A ideia é que as chamadas “cidades modelo” possuam poderes Executivo, Legislativo e Judiciário totalmente desvinculados do governo hondurenho. Dessa forma, suas administrações ganham autonomia suficiente para ratificar tratados internacionais, firmar parcerias bilaterais e estabelecer sua própria política imigratória.
Um grupo de investidores estrangeiros viajou a Tegucigalpa para participar da cerimônia e também assinou o documento. O argumento do governo é de que esta é uma forma de fortalecer a infra-estrutura nacional, bem como o combate à corrupção e ao tráfico de drogas. “Isso tem o potencial transformar Honduras em uma máquina de dinheiro, é um instrumento de desenvolvimento típico de países de primeiro mundo”, disse à AFP Carlos Pineda, presidente da Comissão para a Promoção de Parcerias Público-Privadas de Honduras.
De acordo com Juan Hernandez, presidente do Congresso hondurenho, o grupo de investimentos MGK já se comprometeu a injetar inicialmente 15 milhões de dólares para a construção de infra-estrutura básica na primeira cidade modelo, na região da costa caribenha. A expectativa do parlamentar é a de que esta cidade crie cerca de cinco mil postos de trabalho em um primeiro momento e mais de 20 mil no futuro. Ele também revelou à AFP que a Coreia do Sul já depositou nos cofres hondurenhos quatro milhões de dólares voltados para estudos de viabilidade das obras.
“O futuro se recordará de hoje como o dia em que Honduras começou a crescer”, disse Michael Strong, CEO do grupo MKGroup em meio à solenidade de ratificação do memorando. “Nós acreditamos que esta será uma das transformações mais importantes do mundo, pela qual Honduras acabará com sua pobreza e criará milhares de empregos”, concluiu.
Não é o que pensam grupos civis e organizações indígenas que classificam o projeto de Porfírio Lobo como uma “catástrofe”. Ao lado do local onde será instalada a primeira cidade privada do país, vive uma grande comunidade de indígenas Garifuna que se opõe ao empreendimento. “Esses territórios pertencem ao povo Garifuna e não podem ser entregues ao capital estrangeiro em um gesto de puro colonialismo, idêntico àquele que prevalecia em Honduras na época em que o país era chamado de república das bananas”, disse Miriam Miranda, presidente da Organização Fraternal dos Negros de Honduras.
Oscar Cruz, ex-promotor constitucional, protocolou uma moção junto à Suprema Corte ainda em 2011 para alertar sobre a inconstitucionalidade do projeto. “Essas cidades pressupõem a criação de estados dentro do estado, uma entidade comercial com poderes de estado fora da jurisdição do governo”, explica Cruz. A instância judicial máxima de Honduras não concordou com seus argumentos.

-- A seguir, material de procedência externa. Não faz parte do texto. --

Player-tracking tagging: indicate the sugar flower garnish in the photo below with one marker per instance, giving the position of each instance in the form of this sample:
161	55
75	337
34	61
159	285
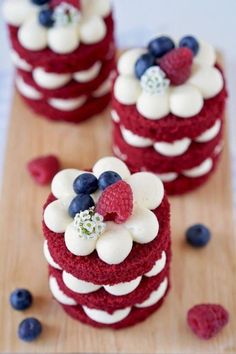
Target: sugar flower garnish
65	14
89	224
154	81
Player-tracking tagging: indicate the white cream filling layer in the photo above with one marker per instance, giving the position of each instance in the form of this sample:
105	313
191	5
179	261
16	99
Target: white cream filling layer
175	148
104	317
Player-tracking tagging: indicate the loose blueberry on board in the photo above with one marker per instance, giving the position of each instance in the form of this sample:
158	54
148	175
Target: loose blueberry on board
29	329
40	2
160	46
86	183
46	18
191	43
80	203
143	63
107	179
21	299
198	235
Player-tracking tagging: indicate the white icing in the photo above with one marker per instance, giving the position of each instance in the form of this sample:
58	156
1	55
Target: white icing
19	62
127	89
147	188
135	140
50	80
115	116
111	164
77	285
56	215
69	104
158	266
200	170
143	225
77	245
89	74
105	317
127	61
92	30
210	133
185	101
115	244
209	80
58	293
176	148
153	106
48	256
32	36
155	296
27	90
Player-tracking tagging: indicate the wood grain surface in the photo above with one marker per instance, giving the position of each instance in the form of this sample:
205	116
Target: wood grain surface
206	275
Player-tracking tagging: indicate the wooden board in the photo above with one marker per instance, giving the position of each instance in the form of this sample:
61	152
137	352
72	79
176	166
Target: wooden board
198	276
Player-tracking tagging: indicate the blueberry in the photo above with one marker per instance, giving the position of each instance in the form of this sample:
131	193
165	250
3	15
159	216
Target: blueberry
80	203
191	43
29	329
21	299
198	235
160	46
85	183
46	18
108	178
143	63
40	2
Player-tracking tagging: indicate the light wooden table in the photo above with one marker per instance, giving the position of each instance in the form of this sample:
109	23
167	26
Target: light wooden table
206	275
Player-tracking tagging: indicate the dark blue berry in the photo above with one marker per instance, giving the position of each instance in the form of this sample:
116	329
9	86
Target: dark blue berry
40	2
46	18
80	203
160	46
143	63
29	329
85	183
198	235
107	179
191	43
21	299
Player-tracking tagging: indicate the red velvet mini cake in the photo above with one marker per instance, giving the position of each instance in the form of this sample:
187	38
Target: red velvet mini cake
168	107
64	53
107	243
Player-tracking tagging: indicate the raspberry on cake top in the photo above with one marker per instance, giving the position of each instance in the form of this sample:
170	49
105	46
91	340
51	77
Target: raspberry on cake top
168	77
56	24
106	210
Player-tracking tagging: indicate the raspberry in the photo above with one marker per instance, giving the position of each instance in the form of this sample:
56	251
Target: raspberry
206	320
177	65
43	168
116	202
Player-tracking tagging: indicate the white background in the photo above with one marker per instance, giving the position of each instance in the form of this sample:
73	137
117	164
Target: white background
137	22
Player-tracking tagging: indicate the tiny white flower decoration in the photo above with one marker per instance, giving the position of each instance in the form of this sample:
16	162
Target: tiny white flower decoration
89	224
154	81
65	14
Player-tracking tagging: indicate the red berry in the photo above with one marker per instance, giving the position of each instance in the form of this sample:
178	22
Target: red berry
177	65
44	168
207	320
116	202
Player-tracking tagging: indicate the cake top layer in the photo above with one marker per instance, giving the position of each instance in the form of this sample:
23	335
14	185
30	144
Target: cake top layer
168	77
60	25
104	210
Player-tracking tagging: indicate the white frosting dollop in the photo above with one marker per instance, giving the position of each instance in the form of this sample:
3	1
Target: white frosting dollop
147	188
58	293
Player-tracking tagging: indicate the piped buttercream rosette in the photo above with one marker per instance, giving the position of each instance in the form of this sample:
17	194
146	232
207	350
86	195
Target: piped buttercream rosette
111	237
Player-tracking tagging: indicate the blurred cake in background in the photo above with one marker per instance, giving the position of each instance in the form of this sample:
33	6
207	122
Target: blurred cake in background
107	243
64	53
168	111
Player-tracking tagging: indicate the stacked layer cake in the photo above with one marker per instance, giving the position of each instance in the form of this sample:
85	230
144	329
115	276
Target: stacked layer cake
168	106
64	53
107	243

“Isso violará os direitos de cada cidadão porque significa a concessão de parte de nosso território a uma cidade que terá sua própria polícia, seu próprio Poder Judiciário e seu próprio sistema tributário”, disse ao jornal britânico The GuardianSandra Marybel Sanchez, parte de um grupo de manifestantes que tentam apelar à Suprema Corte para reverter a decisão.